Brian Van DeMark, Road To Disaster: A New History of America's Descent into Vietnam
“The marine deployment to Danang marked an immediately invisible but crucial turning point. Up to this time, civilians had dominated policy, controlling the direction and pace of decision-making on the war. Now that began to change. Once the first American combat troops splashed ashore, the initiative implicitly but ineluctably shifted toward the military. The long-standing taboo against committing American ground forces to South Vietnam, once breeched—however slightly—broke an important psychological barrier and began generating powerful pressures for more troops.
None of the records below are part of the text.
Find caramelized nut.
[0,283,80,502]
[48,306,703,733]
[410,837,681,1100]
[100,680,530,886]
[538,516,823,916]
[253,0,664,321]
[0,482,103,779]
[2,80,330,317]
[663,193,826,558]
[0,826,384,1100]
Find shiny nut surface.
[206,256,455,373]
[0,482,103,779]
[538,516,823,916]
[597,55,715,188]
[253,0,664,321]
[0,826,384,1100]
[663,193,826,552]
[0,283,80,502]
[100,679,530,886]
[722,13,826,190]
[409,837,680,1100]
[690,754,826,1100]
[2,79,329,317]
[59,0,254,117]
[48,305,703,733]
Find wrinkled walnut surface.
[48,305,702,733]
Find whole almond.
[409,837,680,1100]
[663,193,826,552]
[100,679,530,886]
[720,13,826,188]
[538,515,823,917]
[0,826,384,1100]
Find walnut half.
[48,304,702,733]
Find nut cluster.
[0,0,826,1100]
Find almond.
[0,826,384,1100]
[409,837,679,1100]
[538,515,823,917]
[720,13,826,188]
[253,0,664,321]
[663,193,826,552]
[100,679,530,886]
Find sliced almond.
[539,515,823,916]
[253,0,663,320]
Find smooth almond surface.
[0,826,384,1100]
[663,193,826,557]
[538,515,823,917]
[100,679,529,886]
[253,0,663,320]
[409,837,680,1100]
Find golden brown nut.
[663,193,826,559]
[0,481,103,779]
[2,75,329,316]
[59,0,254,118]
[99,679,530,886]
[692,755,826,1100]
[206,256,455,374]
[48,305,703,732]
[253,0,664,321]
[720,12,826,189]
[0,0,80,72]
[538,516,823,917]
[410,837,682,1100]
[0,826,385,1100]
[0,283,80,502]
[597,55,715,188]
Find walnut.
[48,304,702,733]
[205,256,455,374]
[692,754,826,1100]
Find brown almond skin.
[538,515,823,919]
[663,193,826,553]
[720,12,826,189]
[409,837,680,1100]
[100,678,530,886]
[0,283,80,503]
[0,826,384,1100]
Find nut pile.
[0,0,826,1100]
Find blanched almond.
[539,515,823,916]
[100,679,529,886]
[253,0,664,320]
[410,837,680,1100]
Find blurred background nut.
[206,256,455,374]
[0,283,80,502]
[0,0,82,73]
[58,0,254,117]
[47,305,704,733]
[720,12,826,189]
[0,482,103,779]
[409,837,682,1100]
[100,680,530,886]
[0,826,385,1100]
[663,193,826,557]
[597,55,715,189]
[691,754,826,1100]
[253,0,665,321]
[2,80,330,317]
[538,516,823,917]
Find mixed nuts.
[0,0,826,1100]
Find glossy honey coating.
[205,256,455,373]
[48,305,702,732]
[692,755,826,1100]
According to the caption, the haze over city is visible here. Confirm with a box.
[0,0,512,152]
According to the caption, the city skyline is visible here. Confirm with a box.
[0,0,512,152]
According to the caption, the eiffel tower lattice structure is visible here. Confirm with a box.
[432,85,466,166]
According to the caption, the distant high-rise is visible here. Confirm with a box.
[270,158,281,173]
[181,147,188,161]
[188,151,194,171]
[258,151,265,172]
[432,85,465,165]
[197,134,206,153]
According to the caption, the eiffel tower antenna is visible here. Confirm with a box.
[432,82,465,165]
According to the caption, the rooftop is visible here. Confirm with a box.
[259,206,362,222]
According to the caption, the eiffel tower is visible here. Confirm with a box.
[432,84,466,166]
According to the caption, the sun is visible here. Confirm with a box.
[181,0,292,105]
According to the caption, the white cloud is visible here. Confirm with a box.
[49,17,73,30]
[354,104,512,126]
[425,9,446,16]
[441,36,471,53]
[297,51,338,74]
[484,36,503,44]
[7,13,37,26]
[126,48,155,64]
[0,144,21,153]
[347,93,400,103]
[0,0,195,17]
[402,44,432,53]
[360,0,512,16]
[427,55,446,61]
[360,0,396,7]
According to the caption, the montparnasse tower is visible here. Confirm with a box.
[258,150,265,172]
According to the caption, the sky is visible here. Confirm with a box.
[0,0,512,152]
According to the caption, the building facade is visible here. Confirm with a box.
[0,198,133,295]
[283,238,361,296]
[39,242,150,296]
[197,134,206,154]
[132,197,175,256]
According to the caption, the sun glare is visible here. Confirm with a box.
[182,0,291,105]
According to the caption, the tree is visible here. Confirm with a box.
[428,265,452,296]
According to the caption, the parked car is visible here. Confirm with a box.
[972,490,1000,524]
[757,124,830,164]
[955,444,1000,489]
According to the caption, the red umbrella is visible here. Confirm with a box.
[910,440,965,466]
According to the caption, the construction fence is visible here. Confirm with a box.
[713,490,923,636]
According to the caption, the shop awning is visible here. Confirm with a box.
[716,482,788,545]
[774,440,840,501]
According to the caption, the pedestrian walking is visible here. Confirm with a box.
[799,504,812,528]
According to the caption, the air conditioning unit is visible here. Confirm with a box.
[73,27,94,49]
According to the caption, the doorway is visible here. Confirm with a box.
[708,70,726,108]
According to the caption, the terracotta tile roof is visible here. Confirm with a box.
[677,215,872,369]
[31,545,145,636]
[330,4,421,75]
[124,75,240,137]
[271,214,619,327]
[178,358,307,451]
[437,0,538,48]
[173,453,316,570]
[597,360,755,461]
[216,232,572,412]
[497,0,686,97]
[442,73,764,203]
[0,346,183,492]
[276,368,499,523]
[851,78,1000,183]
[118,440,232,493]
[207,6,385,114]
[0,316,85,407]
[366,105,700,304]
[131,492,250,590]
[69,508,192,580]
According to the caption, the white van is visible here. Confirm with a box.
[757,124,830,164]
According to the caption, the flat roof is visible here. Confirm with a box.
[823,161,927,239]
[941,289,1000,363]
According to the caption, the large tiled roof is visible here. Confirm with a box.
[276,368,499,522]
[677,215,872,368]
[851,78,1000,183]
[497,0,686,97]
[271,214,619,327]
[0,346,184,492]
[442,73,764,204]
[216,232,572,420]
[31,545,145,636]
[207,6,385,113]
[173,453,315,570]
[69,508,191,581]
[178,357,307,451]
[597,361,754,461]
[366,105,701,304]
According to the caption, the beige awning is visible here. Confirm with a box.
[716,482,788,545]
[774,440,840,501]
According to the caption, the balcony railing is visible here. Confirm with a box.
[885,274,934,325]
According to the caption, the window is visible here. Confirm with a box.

Suddenly, with almost natural inevitability, the military began setting the agenda and the terms of debate. Once combat troops had been committed, there was no such thing as being a little pregnant. This shift unsettled civilians accustomed to their privileged perch, throwing them back on their heels and on the defensive, forcing them to respond to the demands of the generals, whom even Taylor from his far-away post in Saigon could not stop now. None of this had been anticipated by Johnson and his advisors. Instead they were skidding toward the sobering realization that wars generate their own momentum and are governed by the iron law of unexpected and unintended consequences.”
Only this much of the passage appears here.